There’s a new tool that Michigan cities can use to better understand their health care needs.
The NYU School of Medicine has developed what they call the City Health Dashboard, which looks at 36 key measures and drivers of health.
Marc Gourevitch is the Dashboard’s principal architect. He says health problems like opioid abuse and obesity are tracked on the dashboard.
“Not only looking at health itself,” says Gourevitch, “but some of the things that cause health, like housing and transportation and air quality.
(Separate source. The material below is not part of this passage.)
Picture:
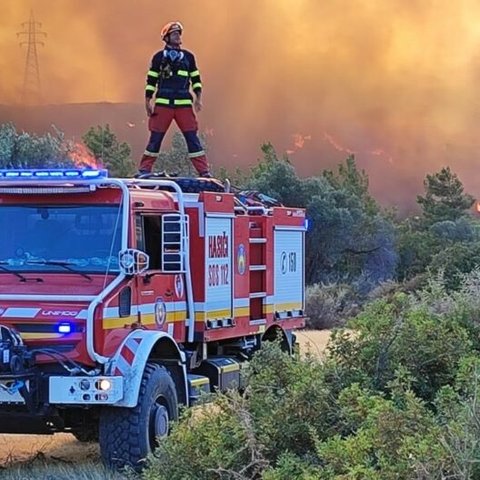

So we try to bring all that together.”
The dashboard has local data from America’s 500 largest cities, including Detroit, Flint, Ann Arbor, Lansing and many other Michigan cities.
A few examples of the data on the City Health Dashboard:
- Flint has lower than average rates of air pollution and binge drinking compared to the Dashboard’s 500 cities. - The percentage of housing at risk for lead in Grand Rapids is two times higher than the average percentage among the Dashboard’s 500 cities. - The overall lead exposure risk score for Ann Arbor is 1.5 times higher than the average score for the Dashboard’s 500 cities - On average, the percentage of Detroit residents with limited access to healthy foods is lower than the average percentages across the Dashboard’s 500 cities - The income inequality in Lansing is 3.9 times greater than the average income inequality for the Dashboard’s 500 cities
Gourevitch hopes the dashboard will help promote “health and well-being” in the communities that use it.